Romcoms have seen their fair share of long-distance amour, from Casablanca to Sleepless in Seattle, but what each one needs to sustain viewing interest is a believable couple right from the word go.
Drew Barrymore and Justin Long, as fledgling lovers Erin and Garrett, are just that in the gritty and witty new rom-com Going The Distance, which isn’t entirely unexpected considering the stars’ real-life, on-off relationship has sparked as much interest as their on-screen one.
Not only are they instantly credible as Erin and Garrett, but they’re also so likeable and endearing that we find ourselves totally rooting for them without question. They both play ‘average, everyday and down-to-earth’ exceptionally well, without succumbing to the gloss and promise of idyllic bliss that other rom-coms rely on.
American Teen documentary maker and director Nanette Burstein seems comfortable directing this, not making life easy for our enamoured pair, and keen to show each character’s annoying traits and faults (but not to nauseating extreme) hence upping their credibility value further.
The result is that some moments of madness are actually cringeworthy to watch, as if Erin and Garrett are two of your closest friends making fools of themselves during the course of attaining true love.
That’s not to say that Going The Distance doesn’t offer a fairly average plot – we know they are going to get together for the long term, the question is how? Nothing new there.
But it does have a couple of interesting variations on certain scenarios, where you believe one thing is bound to happen – ‘as it says here on the rom-com script’, but are pleasantly proven wrong.
The smart laughs are helped by an even smarter and clued-up supporting cast that includes Christina Applegate as Erin’s uptight and neurotic sister Corinne, Charlie Day and Jason Sudeikis as the standard, unlucky-in-love and questionably attractive best pals of Garrett, and Jim Gaffigan as Corinne’s sex-starved, hen-pecked hubby Phil who is greeted with more than he wants of Garrett on their first encounter at his family dining table.
Not that Barrymore and Long couldn’t hold their own in the comedy arena anyway, it just makes for a stronger impact when all factors are firmly in place to deliver the punchlines.
Rom-com darling Barrymore finally gets her dream role of quirky, cutesy and ballsy, all rolled into one character, playing aspiring print reporter Erin, ironically making the shrinking world of journalism seem even more desirable to venture into.
The actress veers into type at times, as we have seen her in Never Been Kissed and 50 First Dates, but just manages to pull Erin clear of many clichés, almost creating a rom-com role reversal in parts, with behaviour normally associated with the male lead.
Similarly, Long refuses to let record label employee Garrett succumb to dopey guy-in-love, with both characters showing a fighting spirit and retaining their independent side.

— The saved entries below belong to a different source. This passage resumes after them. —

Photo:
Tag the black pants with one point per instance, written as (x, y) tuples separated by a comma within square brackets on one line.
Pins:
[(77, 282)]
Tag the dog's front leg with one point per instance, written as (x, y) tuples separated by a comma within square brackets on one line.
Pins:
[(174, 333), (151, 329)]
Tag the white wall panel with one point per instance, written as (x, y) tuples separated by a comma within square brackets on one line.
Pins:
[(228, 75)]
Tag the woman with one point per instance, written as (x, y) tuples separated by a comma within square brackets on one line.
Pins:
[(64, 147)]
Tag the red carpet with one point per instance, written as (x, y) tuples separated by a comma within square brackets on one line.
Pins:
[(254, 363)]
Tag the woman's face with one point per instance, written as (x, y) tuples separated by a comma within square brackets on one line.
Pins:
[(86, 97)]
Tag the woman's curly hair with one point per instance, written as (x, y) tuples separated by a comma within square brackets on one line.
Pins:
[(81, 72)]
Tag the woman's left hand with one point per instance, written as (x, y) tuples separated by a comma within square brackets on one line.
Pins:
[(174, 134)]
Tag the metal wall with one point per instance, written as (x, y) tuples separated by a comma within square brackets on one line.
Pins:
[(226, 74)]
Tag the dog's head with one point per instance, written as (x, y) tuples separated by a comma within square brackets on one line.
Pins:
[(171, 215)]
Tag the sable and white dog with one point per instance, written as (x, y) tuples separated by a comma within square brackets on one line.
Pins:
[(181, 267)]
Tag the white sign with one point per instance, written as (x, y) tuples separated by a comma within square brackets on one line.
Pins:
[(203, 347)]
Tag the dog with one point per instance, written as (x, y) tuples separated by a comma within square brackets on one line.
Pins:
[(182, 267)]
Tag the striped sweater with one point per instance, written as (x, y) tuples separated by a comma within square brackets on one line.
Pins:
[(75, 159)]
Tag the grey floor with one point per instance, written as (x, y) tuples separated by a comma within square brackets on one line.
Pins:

The majority of big laughs actually come from Applegate, who is the queen of straight-laced gag delivery even in the midst of an apparent run-of-the-mill domestic situation.
She embodies this role completely, despite being disappointingly under-used. In fact, even though Applegate and Barrymore make an excellent sisterhood union on-screen, Applegate is guilty of outshining the lead in the majority of scenes they share.
Rom-coms, like relationships, are all about chemistry: If it isn’t there from the start, it isn’t going to be there at the end. Couple this chemistry with believable characters and modern-day woes that all can relate to, and you have a successful date movie that apeals to both sexes.
Hence, it is the likes of Going The Distance and others such as (500) Days of Summer that are opening up the genre to a wider audience and that’s not a bad thing considering the rom-com’s potential comedy spectrum.
Going The Distance comes highly recommended.